Google is integrating AI into its Workplace suite of office tools. Starting today, a button to toggle Google’s Gemini AI will be available in the side panel of various Google apps, including Gmail, Google Drive, Docs, Sheets, and Slides. This Gemini assistant can answer questions, help craft emails or documents, and provide summaries of lengthy documents or email threads.

To show that their AI advancements go beyond office tasks, Google highlighted features tailored for parents. These include AI chatbots that can assist students with homework or provide summaries of missed PTA meetings. Additionally, Google’s Circle to Search, introduced earlier this year, is being upgraded to aid students with schoolwork, such as explaining how to solve math problems.

Google has also integrated a Gemini-powered AI Teammate into apps like Docs and Gmail. This AI assistant, which you can name anything you want (in today's demo, it was named Chip), acts like a productivity buddy.
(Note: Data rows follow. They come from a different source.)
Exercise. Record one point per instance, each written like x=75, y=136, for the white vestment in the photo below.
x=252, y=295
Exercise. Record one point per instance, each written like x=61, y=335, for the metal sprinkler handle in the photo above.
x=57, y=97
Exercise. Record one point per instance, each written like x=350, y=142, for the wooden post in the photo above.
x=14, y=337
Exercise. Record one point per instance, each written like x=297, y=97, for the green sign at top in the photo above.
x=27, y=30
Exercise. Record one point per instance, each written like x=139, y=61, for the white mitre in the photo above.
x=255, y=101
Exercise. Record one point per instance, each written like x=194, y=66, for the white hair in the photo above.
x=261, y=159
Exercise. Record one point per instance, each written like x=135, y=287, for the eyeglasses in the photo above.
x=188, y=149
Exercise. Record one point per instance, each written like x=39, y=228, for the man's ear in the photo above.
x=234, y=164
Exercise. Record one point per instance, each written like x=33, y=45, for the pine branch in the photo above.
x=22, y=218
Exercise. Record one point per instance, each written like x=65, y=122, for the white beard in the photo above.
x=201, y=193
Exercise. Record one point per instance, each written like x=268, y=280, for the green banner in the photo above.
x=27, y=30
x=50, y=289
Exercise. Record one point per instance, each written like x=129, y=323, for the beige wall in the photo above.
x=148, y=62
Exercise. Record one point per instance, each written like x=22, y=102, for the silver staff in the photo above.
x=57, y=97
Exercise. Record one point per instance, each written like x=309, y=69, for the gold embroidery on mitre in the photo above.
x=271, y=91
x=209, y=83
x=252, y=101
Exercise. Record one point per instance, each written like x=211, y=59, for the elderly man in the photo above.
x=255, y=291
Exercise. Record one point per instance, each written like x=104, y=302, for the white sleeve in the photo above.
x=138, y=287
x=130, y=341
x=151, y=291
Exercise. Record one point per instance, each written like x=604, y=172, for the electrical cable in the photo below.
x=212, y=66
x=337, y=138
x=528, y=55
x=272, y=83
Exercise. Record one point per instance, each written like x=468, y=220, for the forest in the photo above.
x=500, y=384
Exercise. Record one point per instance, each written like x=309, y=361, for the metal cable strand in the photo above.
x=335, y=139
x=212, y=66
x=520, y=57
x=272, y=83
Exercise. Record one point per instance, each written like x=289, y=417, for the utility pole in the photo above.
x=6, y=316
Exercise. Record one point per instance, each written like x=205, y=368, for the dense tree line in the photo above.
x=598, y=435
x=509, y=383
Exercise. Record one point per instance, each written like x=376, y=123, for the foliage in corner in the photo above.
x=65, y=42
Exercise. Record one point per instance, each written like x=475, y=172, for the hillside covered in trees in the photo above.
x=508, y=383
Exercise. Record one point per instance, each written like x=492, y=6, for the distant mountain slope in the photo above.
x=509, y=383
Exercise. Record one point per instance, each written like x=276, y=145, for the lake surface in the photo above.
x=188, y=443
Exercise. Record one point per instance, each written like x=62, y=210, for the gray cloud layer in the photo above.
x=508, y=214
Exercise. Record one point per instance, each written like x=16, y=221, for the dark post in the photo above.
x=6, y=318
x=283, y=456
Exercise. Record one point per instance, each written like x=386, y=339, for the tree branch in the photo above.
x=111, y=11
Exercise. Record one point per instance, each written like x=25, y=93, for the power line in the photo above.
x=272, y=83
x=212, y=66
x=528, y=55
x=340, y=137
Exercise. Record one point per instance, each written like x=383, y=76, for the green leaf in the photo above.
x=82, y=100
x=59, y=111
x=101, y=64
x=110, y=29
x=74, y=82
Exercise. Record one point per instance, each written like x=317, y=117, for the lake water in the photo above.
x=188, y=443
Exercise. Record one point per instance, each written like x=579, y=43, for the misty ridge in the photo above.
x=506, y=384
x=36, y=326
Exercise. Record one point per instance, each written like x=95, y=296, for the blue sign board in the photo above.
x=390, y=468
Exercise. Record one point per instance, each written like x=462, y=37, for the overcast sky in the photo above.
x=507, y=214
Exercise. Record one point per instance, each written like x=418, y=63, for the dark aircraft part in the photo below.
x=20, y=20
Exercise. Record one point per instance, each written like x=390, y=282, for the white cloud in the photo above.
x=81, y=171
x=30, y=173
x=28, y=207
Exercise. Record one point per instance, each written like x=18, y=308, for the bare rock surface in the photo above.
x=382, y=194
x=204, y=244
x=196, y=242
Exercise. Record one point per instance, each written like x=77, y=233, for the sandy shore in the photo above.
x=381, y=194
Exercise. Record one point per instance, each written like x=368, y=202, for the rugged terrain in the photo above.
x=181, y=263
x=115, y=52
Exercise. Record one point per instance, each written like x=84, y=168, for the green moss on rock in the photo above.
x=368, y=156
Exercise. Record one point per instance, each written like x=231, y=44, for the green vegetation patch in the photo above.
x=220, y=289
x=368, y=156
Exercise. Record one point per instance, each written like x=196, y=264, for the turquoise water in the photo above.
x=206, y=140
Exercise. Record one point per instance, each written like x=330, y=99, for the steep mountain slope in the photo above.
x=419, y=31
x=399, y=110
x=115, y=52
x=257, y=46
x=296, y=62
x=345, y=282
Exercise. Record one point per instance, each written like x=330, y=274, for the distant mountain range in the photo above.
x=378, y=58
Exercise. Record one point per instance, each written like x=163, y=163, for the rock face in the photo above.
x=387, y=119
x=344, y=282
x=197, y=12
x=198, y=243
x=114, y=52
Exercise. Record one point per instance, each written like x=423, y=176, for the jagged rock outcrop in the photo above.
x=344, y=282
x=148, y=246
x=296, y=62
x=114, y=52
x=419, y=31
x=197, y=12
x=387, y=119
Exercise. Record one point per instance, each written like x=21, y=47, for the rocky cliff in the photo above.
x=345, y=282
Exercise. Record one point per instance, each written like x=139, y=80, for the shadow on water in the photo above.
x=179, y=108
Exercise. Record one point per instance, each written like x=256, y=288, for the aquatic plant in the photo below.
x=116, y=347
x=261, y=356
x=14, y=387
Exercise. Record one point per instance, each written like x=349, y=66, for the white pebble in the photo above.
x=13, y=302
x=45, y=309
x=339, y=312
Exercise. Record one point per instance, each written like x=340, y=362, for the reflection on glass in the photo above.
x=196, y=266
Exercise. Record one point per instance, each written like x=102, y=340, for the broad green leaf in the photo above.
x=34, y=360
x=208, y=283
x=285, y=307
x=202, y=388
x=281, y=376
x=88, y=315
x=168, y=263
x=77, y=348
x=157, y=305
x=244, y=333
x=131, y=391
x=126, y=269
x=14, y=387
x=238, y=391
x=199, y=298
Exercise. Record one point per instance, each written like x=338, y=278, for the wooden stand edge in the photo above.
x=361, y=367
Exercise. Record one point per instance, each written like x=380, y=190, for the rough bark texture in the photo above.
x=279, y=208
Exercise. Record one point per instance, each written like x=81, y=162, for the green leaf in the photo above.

The AI Teammate can help coordinate communications with coworkers, track project files, assemble to-do lists, and follow up on assignments, similar to a turbocharged Slackbot.

Additionally, Google demonstrated Gems, a new feature that allows you to set automated routines for tasks you want Gemini to perform regularly. You can configure it to manage various digital chores and activate these routines with a voice command or text prompt. Each routine is called a "Gem," playing on the Gemini name.

Creativity Tools

Google's creative AI efforts were highlighted with demos from Google Labs' experimental AI division.

A key new feature is VideoFX, a generative video model based on Google DeepMind's video generator, Veo. It creates 1080p videos from text prompts, offering greater flexibility in the production process. Google also introduced improvements to ImageFX, a high-resolution image generator. The updated ImageFX reduces unwanted digital artifacts and better interprets user prompts to generate accurate text.

Additionally, Google unveiled DJ Mode in MusicFX, an AI music generator that allows musicians to create song loops and samples from prompts. DJ Mode was showcased during a vibrant performance by musician Marc Rebillet, which preceded the I/O keynote.